Ringstead Bay is well known for its slumping low cliffs. Bad weather gradually erodes them and more fossils regularly appear on the shore after heavy rain and storms. However, the storms over the last two months (January & February 2014) have had a significant impact on the shoreline in this location – as you would perhaps expect given the media coverage of the dramatic changes to be seen on Chesil Beach and the Isle of Portland only a few miles away, which are actually visible from Ringstead.
The first thing I noticed on my visit of 1st March was that I couldn’t go to the eastern part of Ringstead Bay where I usually prefer to walk. This is the part that leads to the White Nothe chalk cliff. The lower half of the wooden access steps had been destroyed in the storms; and descent to the eastern shore from just past the caravan site was dangerous and impossible for me. I returned to the coastal path to find another point of entry to the beach – walking further eastwards to the zig-zag path that crosses the undercliff near the “Burning Cliff”. This is steep and not hazard-free at the best of times but right now is officially closed as parts of the path have slipped away altogether.
I retraced my steps to the cluster of houses near the car-park and went to the beach via the concrete slipway, turning right and westward as I reached the shore. This direction leads to Bran Point and Osmington Bay. On every visit to this particular place over the last 14 years there have been pebbles, large pebbles, and lots of them. They shift around a bit, sometimes a gradually flattened slope to the water line, and at other times piled up into steep terraces. But always millions of pebbles. Now there were none. Not a single one. Just coarse sand with maybe a bit of pea gravel as far as the eye could see.
Isolated rocks bearing fossil assemblages stood proud of the sand. The soft cliffs had been scrubbed by the storm surges to remove the surface vegetation on the lower levels revealing strata previously hidden from sight. Slides and falls of mud, rocks, and clays had left fresh surfaces exposed to view. Intriguing ‘fracture’ patterns decorated the clays as they began to dry out.

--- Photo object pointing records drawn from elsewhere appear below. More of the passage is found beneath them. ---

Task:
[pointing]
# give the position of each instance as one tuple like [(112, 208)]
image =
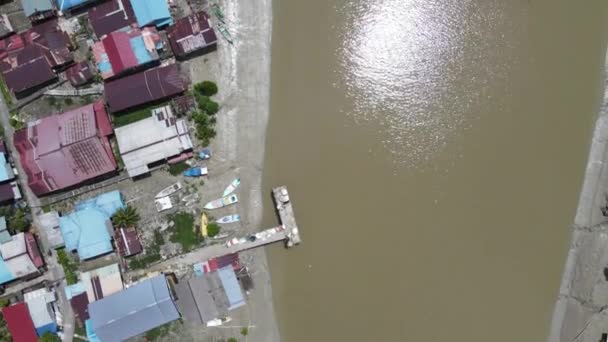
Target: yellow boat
[(204, 223)]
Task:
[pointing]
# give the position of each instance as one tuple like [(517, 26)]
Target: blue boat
[(204, 154), (196, 172)]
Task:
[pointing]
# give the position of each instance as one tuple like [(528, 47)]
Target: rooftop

It has always been possible to see exposures of the Jurassic Period rock strata at the top of the Ringstead shore. The low cliffs at the western end of the bay are mostly made up of Later Corallian Formation Beds and Kimmerdge Formation Clays above them. The way these rock beds have slumped is an expected feature at this location.
However, the strata have to some extent always been obscured on my many previous visits by overgrowing vegetation, superficial weathering deposits, and of course the pebbles. The big difference now, at least for the moment, is that most of the pebbles have been washed away and those that remain seem confined to one area. The earlier exposures of rock have been scoured by the storms to present fresh clean faces. The new rock falls and slides have uncovered new sections and revealed more fossils.